CAPE CANAVERAL, Fla. (Reuters) – Elon Musk’s SpaceX was due to launch 60 small satellites into low-Earth orbit on Wednesday, part of his rocket company’s plan to sell Internet service beamed from space to fund his grander interplanetary ambitions.
FILE PHOTO: A SpaceX Falcon 9 rocket (in center, in a horizontal position), is readied for launch on a supply mission to the International Space Station on historic launch pad 39A at the Kennedy Space Center in Cape Canaveral, Florida, U.S., February 17, 2017. REUTERS/Joe Skipper/File Photo
The billionaire entrepreneur and chief executive officer of Tesla Inc praised the mission and the design of the satellites on a call with reporters ahead of the launch but cautioned that success was far from guaranteed.
“It’s possible that some of these satellites may not work,” Musk said. “It’s a small possibility that all of the satellites will not work. We’ve done everything we can to maximize the probability of success.”
Musk said he expects launch services revenue to top out around $3 billion per year, making Starlink key to generating the cash that privately held SpaceX needs to fund Musk’s larger dream of developing a new Starship capable of flying paying customers to the moon and eventually trying to colonize Mars.
“We think this is a key stepping stone on the way toward establishing a self-sustaining city on Mars and a base on the moon,” Musk said.
The first 60 Starlink satellites, stacked together atop a SpaceX Falcon 9 rocket, were due to blast off from the Cape Canaveral Air Force Station in Florida at 10:30 p.m.

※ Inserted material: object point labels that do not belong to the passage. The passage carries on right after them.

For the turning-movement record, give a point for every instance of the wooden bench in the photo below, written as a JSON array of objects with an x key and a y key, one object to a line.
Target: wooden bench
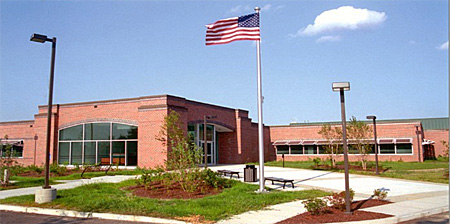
[
  {"x": 224, "y": 172},
  {"x": 284, "y": 181},
  {"x": 97, "y": 167}
]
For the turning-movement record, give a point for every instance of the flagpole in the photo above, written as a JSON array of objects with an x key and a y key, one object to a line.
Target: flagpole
[{"x": 260, "y": 121}]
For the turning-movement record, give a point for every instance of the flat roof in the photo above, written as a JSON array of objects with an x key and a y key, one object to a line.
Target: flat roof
[{"x": 438, "y": 123}]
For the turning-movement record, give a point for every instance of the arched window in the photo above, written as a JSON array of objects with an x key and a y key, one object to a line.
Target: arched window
[{"x": 93, "y": 143}]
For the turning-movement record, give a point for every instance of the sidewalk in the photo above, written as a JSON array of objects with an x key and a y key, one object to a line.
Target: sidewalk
[
  {"x": 413, "y": 199},
  {"x": 69, "y": 184}
]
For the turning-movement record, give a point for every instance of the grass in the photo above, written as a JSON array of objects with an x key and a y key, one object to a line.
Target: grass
[
  {"x": 112, "y": 198},
  {"x": 23, "y": 182},
  {"x": 430, "y": 170}
]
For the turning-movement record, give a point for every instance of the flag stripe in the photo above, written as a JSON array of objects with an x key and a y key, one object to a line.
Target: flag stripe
[
  {"x": 228, "y": 30},
  {"x": 231, "y": 31}
]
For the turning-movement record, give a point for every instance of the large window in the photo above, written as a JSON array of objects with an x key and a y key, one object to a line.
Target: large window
[
  {"x": 15, "y": 151},
  {"x": 392, "y": 146},
  {"x": 104, "y": 143}
]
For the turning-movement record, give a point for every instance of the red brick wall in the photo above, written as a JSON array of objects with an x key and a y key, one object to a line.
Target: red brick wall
[
  {"x": 437, "y": 136},
  {"x": 384, "y": 130},
  {"x": 22, "y": 130}
]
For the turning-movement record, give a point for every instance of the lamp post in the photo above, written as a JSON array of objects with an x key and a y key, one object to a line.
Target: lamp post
[
  {"x": 419, "y": 146},
  {"x": 341, "y": 87},
  {"x": 42, "y": 39},
  {"x": 35, "y": 141},
  {"x": 373, "y": 118},
  {"x": 205, "y": 140}
]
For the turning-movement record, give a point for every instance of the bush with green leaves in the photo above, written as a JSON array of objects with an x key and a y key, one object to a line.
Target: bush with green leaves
[
  {"x": 380, "y": 194},
  {"x": 315, "y": 206},
  {"x": 57, "y": 169},
  {"x": 34, "y": 168},
  {"x": 337, "y": 200}
]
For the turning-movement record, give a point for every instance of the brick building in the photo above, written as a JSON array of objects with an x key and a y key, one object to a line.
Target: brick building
[
  {"x": 124, "y": 132},
  {"x": 397, "y": 140}
]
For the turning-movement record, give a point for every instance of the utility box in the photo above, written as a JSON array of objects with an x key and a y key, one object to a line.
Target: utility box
[{"x": 250, "y": 173}]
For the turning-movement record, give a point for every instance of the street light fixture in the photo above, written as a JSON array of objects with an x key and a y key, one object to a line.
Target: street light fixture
[
  {"x": 419, "y": 146},
  {"x": 205, "y": 140},
  {"x": 373, "y": 118},
  {"x": 39, "y": 38},
  {"x": 341, "y": 87}
]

Musk plans to send as many as 12,000 satellites into space as soon as 2024 to make high-speed internet available from space across the world.

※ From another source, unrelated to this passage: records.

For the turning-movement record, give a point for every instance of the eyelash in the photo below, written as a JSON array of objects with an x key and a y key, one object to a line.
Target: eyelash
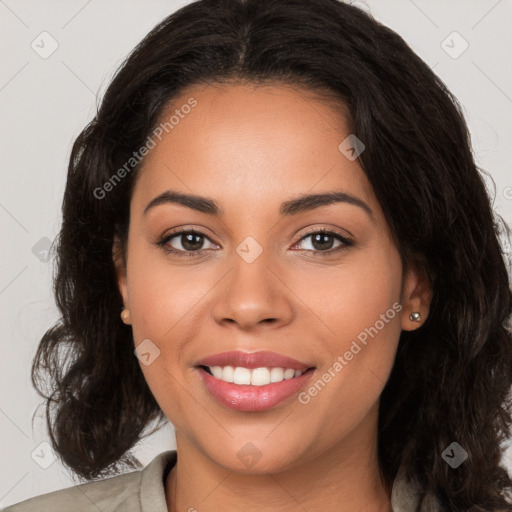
[{"x": 346, "y": 242}]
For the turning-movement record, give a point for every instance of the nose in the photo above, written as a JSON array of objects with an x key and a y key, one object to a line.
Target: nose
[{"x": 252, "y": 295}]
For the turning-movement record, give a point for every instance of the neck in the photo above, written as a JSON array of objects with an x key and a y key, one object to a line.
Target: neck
[{"x": 343, "y": 478}]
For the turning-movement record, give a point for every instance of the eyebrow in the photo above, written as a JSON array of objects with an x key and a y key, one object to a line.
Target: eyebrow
[{"x": 299, "y": 204}]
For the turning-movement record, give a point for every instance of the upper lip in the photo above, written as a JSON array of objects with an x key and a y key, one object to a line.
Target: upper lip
[{"x": 253, "y": 360}]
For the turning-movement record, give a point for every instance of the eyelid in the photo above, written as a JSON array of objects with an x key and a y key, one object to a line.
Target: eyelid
[{"x": 346, "y": 241}]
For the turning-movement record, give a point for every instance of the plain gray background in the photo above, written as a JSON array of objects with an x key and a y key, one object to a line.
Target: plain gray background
[{"x": 45, "y": 103}]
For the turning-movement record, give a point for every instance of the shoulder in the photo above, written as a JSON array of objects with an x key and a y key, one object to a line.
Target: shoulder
[{"x": 126, "y": 493}]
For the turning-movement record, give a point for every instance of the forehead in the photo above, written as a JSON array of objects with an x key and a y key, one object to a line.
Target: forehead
[{"x": 247, "y": 143}]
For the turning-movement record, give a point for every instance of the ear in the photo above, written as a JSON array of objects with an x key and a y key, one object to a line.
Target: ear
[
  {"x": 416, "y": 298},
  {"x": 120, "y": 265}
]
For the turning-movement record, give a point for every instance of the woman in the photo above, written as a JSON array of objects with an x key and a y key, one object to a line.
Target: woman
[{"x": 280, "y": 199}]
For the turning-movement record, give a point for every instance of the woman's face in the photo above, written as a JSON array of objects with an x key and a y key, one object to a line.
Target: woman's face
[{"x": 259, "y": 277}]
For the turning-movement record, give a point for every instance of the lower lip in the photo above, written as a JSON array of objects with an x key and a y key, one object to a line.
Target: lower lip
[{"x": 253, "y": 398}]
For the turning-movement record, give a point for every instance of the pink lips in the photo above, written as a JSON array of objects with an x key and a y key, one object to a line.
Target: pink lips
[
  {"x": 253, "y": 360},
  {"x": 253, "y": 398}
]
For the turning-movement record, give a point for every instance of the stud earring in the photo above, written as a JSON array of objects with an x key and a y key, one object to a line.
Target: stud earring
[
  {"x": 415, "y": 316},
  {"x": 125, "y": 314}
]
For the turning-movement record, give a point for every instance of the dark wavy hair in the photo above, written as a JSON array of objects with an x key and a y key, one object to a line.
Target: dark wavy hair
[{"x": 451, "y": 377}]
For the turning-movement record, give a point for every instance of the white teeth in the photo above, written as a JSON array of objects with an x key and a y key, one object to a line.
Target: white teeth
[{"x": 255, "y": 377}]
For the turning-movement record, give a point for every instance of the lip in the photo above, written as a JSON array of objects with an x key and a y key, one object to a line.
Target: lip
[
  {"x": 250, "y": 398},
  {"x": 253, "y": 360},
  {"x": 253, "y": 398}
]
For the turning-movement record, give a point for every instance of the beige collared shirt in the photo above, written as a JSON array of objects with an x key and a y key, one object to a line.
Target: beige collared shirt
[{"x": 144, "y": 491}]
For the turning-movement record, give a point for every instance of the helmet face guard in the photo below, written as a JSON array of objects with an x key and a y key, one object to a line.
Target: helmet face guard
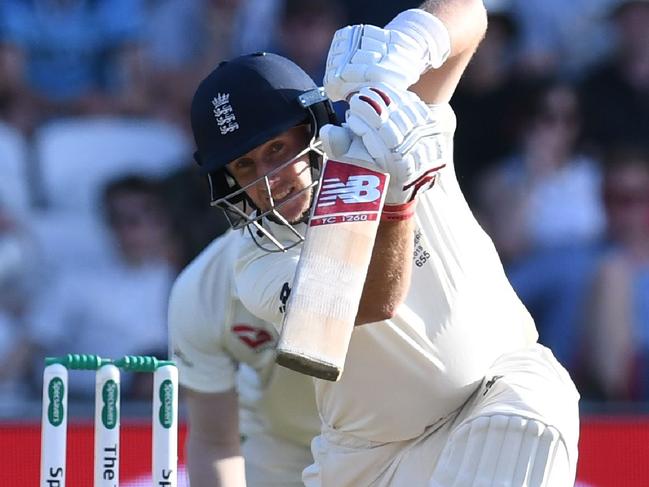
[
  {"x": 242, "y": 213},
  {"x": 242, "y": 104}
]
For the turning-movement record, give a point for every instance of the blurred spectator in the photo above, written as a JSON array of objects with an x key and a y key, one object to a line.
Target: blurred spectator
[
  {"x": 377, "y": 13},
  {"x": 185, "y": 39},
  {"x": 560, "y": 37},
  {"x": 174, "y": 61},
  {"x": 547, "y": 193},
  {"x": 18, "y": 279},
  {"x": 306, "y": 28},
  {"x": 120, "y": 309},
  {"x": 543, "y": 210},
  {"x": 485, "y": 99},
  {"x": 195, "y": 222},
  {"x": 616, "y": 92},
  {"x": 617, "y": 334},
  {"x": 68, "y": 57}
]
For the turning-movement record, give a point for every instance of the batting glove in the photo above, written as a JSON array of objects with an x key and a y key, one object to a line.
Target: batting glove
[{"x": 360, "y": 55}]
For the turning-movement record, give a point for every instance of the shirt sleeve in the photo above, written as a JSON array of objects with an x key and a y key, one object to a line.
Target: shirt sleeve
[
  {"x": 196, "y": 329},
  {"x": 263, "y": 281}
]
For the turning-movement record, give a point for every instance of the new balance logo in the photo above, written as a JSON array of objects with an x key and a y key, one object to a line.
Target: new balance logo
[
  {"x": 252, "y": 336},
  {"x": 225, "y": 118},
  {"x": 358, "y": 189}
]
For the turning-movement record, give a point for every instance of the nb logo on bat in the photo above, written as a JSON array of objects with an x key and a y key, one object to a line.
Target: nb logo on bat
[
  {"x": 349, "y": 193},
  {"x": 359, "y": 189}
]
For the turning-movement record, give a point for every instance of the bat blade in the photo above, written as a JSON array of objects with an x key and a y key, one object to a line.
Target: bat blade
[{"x": 331, "y": 272}]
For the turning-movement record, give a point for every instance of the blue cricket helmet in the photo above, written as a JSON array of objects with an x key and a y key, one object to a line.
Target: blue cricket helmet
[{"x": 246, "y": 101}]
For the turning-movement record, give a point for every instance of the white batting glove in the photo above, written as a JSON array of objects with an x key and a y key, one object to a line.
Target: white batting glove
[
  {"x": 360, "y": 55},
  {"x": 403, "y": 136}
]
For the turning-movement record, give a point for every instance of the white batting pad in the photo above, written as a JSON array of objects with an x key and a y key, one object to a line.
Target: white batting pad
[{"x": 503, "y": 451}]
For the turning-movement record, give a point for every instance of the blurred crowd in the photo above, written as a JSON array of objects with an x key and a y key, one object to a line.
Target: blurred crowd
[{"x": 101, "y": 204}]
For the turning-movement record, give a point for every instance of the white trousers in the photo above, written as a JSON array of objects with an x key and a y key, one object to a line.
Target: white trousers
[
  {"x": 273, "y": 462},
  {"x": 528, "y": 384}
]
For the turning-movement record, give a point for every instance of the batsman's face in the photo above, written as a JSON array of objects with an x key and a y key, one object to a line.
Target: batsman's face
[{"x": 284, "y": 188}]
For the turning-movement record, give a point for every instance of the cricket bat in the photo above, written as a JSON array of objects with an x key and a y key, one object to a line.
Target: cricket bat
[{"x": 322, "y": 307}]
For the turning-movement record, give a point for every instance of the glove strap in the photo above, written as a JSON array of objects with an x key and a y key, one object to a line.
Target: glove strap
[{"x": 394, "y": 213}]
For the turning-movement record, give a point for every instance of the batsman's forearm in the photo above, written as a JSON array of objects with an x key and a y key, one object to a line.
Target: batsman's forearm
[
  {"x": 388, "y": 276},
  {"x": 466, "y": 22}
]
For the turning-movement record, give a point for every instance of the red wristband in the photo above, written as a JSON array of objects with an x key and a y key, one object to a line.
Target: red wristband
[{"x": 400, "y": 212}]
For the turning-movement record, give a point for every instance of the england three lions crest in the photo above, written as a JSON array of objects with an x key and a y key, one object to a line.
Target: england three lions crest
[{"x": 223, "y": 113}]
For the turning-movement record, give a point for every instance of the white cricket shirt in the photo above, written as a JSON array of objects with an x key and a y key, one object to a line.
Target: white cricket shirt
[
  {"x": 405, "y": 374},
  {"x": 217, "y": 345}
]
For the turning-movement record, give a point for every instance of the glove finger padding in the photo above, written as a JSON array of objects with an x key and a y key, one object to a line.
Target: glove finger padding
[
  {"x": 401, "y": 133},
  {"x": 409, "y": 45}
]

But he faces stiff competition. In February, satellites built by Airbus SE and partner OneWeb blasted off from French Guiana, the first step in a similar plan to give millions of people in remote and rural areas high-speed internet from space.
Companies LeoSat Enterprises and Canada’s Telesat are also working to build data networks with hundreds or even thousands of tiny satellites that orbit closer to Earth than traditional communications satellites, a radical shift made possible by leaps in laser technology and computer chips.
Musk said SpaceX has “sufficient capital” to get Starlink to an operational level but would potentially need to raise money if things go wrong with the multibillion-dollar endeavor.
Musk has faced other challenges. In November the entrepreneur, frustrated with the pace at which Starlink satellites were being developed, fired at least seven people on the program’s senior management team at a campus in Redmond, Washington, outside of Seattle, Reuters reported.